A distanza di appena due mesi dalla firma dell’accordo che ha scongiurato la chiusura della Beko di Comunanza, avvenuta al ministero delle Imprese e del Made in Italy, 29 lavoratori dello stabilimento piceno rischiano di perdere il posto. Alcuni di questi già alla fine di giugno. Si tratta degli interinali, ai quali non verrà rinnovato il contratto. In realtà, proprio in queste ore è in corso una trattativa con i sindacati per provare a prolungare i rapporti di lavoro almeno fino a dicembre. Una precisazione, però, è d’obbligo: se questi operai non resteranno, al loro posto ne subentreranno altrettanti, quindi la forza-lavoro alla Beko di Comunanza sarà sempre la stessa. L’intenzione della multinazionale e di alcune rappresentanze sindacali, però, è quella di trovare una strada per prolungare i contratti, anche per far sì che l’azienda non debba formare, praticamente da zero, nuovi lavoratori. Una situazione, comunque, piuttosto delicata. Anche perché il tempo stringe e alcuni di questi 29 lavoratori hanno il proprio contratto in scadenza il 30 giugno. Gli altri, invece, a settembre. Da parte dei sindacati, al momento, le bocche restano cucite, perché si sta trattando a oltranza per trovare una soluzione.

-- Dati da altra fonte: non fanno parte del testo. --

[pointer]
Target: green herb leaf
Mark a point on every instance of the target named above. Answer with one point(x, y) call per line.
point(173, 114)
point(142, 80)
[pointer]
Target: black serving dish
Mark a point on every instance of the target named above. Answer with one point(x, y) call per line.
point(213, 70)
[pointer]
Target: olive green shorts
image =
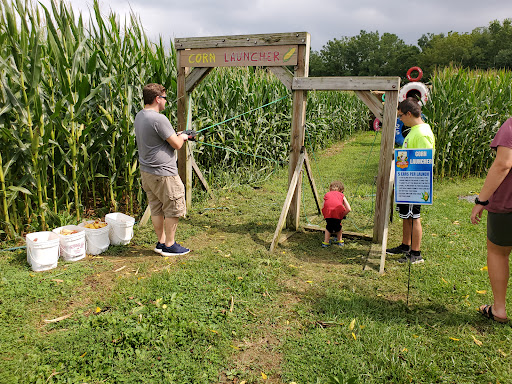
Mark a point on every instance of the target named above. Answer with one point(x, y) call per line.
point(499, 228)
point(166, 195)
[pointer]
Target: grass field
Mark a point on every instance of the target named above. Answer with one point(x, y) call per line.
point(230, 312)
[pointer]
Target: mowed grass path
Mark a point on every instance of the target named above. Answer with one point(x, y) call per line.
point(231, 312)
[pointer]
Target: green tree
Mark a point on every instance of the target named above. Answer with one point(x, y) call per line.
point(367, 54)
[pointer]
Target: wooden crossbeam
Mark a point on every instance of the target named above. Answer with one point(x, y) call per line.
point(242, 40)
point(195, 77)
point(372, 102)
point(284, 75)
point(349, 234)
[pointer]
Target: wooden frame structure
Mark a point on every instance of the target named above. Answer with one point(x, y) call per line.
point(197, 56)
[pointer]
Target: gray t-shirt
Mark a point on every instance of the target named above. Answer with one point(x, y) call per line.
point(156, 156)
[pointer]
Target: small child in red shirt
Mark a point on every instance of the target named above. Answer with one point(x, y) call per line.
point(334, 210)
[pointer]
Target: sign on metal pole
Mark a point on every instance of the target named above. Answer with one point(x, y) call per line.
point(413, 176)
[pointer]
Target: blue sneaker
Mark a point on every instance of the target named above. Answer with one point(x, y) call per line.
point(174, 250)
point(159, 247)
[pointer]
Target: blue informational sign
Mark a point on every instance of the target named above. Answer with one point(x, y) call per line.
point(413, 176)
point(399, 139)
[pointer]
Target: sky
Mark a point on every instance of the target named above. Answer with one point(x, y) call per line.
point(323, 19)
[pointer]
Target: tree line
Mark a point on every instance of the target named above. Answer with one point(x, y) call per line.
point(373, 54)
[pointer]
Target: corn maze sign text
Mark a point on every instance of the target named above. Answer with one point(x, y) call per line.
point(280, 55)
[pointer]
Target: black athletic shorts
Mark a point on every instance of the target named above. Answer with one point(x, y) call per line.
point(333, 225)
point(405, 211)
point(499, 228)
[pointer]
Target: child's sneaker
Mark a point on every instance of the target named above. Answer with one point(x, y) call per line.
point(401, 249)
point(159, 247)
point(174, 250)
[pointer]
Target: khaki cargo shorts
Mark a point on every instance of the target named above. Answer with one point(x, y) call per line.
point(166, 195)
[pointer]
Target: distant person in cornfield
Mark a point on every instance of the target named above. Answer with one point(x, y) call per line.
point(496, 198)
point(335, 208)
point(157, 142)
point(419, 136)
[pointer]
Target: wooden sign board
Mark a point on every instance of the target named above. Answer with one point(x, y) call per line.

Il problema è che, da qualche tempo, la legge prevede che i contratti di somministrazione a termine, comprensivi di proroghe e rinnovi, possono avere una durata massima di 24 mesi. In altre parole, è possibile prorogare il contratto, anche senza causale, fino a un massimo di ulteriori 12 mesi, ma sempre nel limite dei 24 mesi complessivi. Alla scadenza di tale periodo, per il datore di lavoro diventa obbligatoria l’assunzione a tempo indeterminato. L’obiettivo dei sindacati, come detto, è trovare una soluzione per mantenere i 29 interinali. Nel frattempo, sono oltre cento i dipendenti che hanno chiesto di lasciare il lavoro in maniera volontaria. L’accordo sottoscritto al Mimit aveva previsto incentivi fino a novantamila euro per chi facesse questa scelta, allo scopo di ridurre il personale di circa ottanta unità. Il numero di richieste, però, è stato nettamente più alto rispetto a quanto richiesto dalla Beko. Un’altra matassa da sbrogliare, questa, per uno stabilimento che, nonostante abbia evitato la chiusura, sembra comunque non avere pace.